Un autoportrait, cette Rhapsodie en Rousse ? La femme à la dague ressemble comme deux gouttes d'eau à l'artiste. © COURTESY OF THE ARTIST AND PIPPY HOULDSWORTH GALLERY, LONDON. PHOTO: GERT-JAN VAN ROOIJ.

Rhapsodie en Rousse Jacqueline de Jong (1981)

Prétendre vouloir expliquer une oeuvre de Jacqueline de Jong (Hengelo, 1939) est pour le moins courageux. La raison en est simple: tout comme Andy Warhol, la Néerlandaise refuse depuis toujours de livrer les clés d’interprétation de son travail. Osons néanmoins décrypter Jacqueline.
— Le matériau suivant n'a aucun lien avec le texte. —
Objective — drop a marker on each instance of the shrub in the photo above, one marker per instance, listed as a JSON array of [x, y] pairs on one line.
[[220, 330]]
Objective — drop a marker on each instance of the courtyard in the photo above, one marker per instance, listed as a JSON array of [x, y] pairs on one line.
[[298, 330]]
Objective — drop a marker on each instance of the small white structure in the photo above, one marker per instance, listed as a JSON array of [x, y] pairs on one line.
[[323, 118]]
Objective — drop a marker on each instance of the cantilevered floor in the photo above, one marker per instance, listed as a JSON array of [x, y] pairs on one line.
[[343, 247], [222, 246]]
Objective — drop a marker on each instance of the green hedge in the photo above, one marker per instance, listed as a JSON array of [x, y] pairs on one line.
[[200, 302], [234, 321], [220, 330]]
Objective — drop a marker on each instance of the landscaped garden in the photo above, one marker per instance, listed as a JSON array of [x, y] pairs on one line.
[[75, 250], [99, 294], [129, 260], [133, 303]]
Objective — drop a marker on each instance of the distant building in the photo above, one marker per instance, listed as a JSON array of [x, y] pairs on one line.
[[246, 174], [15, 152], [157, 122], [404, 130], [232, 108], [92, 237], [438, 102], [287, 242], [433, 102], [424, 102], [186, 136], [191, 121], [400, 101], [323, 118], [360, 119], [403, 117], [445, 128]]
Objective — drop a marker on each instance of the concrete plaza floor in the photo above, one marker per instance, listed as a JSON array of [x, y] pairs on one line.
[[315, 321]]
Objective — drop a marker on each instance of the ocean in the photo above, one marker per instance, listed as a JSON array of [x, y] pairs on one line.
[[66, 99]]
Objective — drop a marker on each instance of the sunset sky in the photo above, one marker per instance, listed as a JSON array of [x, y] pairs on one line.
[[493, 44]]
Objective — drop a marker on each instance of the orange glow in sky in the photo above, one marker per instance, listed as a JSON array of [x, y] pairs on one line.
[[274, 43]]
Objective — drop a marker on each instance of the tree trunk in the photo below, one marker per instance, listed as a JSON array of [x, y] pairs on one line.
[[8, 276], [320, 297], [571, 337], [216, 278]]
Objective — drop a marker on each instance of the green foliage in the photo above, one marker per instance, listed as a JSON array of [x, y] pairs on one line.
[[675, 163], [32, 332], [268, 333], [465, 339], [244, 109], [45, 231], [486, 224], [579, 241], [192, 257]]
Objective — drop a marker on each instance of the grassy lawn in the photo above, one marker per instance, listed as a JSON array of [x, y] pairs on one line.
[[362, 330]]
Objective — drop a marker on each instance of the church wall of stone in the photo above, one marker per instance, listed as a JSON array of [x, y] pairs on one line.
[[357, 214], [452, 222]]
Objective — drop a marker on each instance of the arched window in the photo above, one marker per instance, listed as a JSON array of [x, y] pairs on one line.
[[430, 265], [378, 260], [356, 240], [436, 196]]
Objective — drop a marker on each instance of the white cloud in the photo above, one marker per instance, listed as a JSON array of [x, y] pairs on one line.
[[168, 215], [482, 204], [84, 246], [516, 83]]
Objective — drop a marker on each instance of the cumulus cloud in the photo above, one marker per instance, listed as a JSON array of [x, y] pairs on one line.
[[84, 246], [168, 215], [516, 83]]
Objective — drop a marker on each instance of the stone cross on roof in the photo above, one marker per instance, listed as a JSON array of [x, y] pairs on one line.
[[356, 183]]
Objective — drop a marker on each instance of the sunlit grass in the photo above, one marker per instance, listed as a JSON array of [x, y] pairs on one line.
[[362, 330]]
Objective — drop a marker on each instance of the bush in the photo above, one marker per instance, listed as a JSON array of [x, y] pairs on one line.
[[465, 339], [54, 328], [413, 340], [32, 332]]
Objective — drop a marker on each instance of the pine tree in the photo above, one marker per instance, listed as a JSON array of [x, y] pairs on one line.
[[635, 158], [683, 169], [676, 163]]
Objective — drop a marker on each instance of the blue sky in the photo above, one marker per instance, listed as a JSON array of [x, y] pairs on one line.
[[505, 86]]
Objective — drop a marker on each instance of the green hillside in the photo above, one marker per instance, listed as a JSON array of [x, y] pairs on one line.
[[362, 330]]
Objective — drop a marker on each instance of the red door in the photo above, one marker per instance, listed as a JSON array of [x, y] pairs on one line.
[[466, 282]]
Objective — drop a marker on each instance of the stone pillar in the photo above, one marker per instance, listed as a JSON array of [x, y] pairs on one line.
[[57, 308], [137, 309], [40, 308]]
Cette Rhapsodie en Rousse peut se comprendre comme un autoportrait dans la mesure où la femme fatale qui apparaît avec une dague à la main ressemble comme deux gouttes d’eau à l’artiste. La toile s’inscrit au coeur d’une suite d’oeuvres baptisée Série noire. L’intitulé renvoie sans ambiguïté à la collection éponyme de livres de poche lancée par Marcel Duhamel en 1948, laquelle collection avait pour signe distinctif d’afficher des couvertures sans la moindre image. En guise de contre-pied, ou peut-être de contre-histoire, une spécialité de la plasticienne, de Jong s’empare des titres des polars pour leur greffer une élucubration picturale de son cru. Bien sûr, il ne faut pas y chercher le moindre rapport avec la narration du roman noir en question car de Jong choisit de se livrer à une divagation-appropriation imaginaire.
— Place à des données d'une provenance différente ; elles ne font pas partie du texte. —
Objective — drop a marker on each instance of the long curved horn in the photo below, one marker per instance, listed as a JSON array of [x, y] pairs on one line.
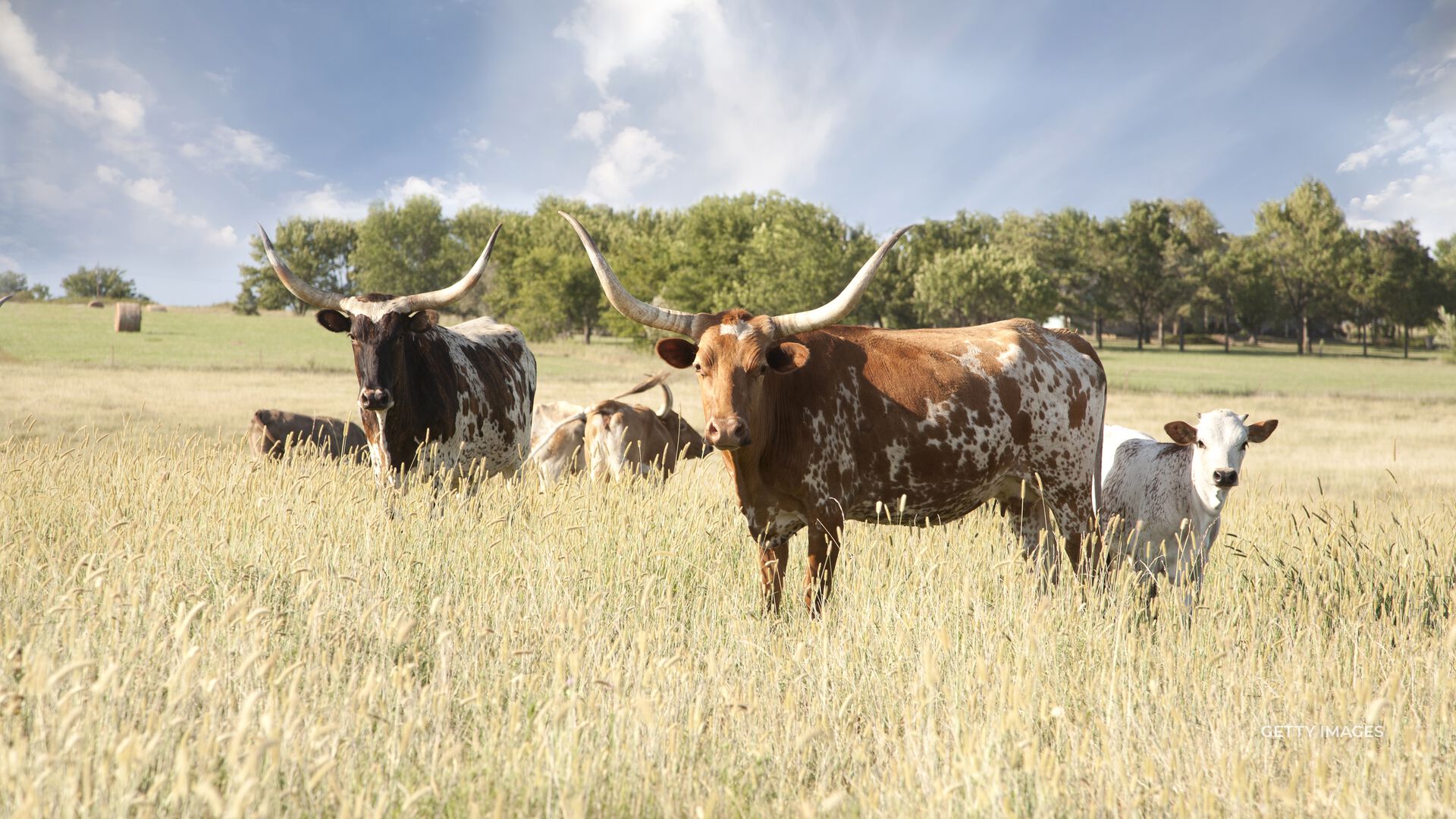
[[626, 303], [303, 290], [440, 297], [843, 303]]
« Le spectateur est renvoyé à ses propres pulsions voyeuristes, qui réinscrivent la violence et la folie comme des forces inaliénables de la nature humaine, tout en soumettant le langage pictural à des détournements burlesques », commente Devrim Bayar, la cocommissaire de The Ultimate Kiss. A l’heure où se trame un grand rééquilibrage opéré par le milieu de l’art, au sein duquel les oeuvres féminines sont enfin regardées sans préjugés, la production de Jacqueline de Jong s’avère nécessaire car moins déterminée par l’institution ou le marché. Rhapsodie en Rousse peut donc s’envisager comme une ode à la liberté artistique. Récemment, la plasticienne franco-turque Nil Yalter évoquait le retour en grâce de cette génération de femmes passée sous silence en déclarant au magazine Art Press : « On nous craint, on nous respecte, on a besoin de nous, on ne peut plus nous ignorer. » La phrase s’applique idéalement à de Jong qui, à 82 ans, continue aujourd’hui encore de défier les conventions.

Au Wiels, à Bruxelles, jusqu’au 15 août.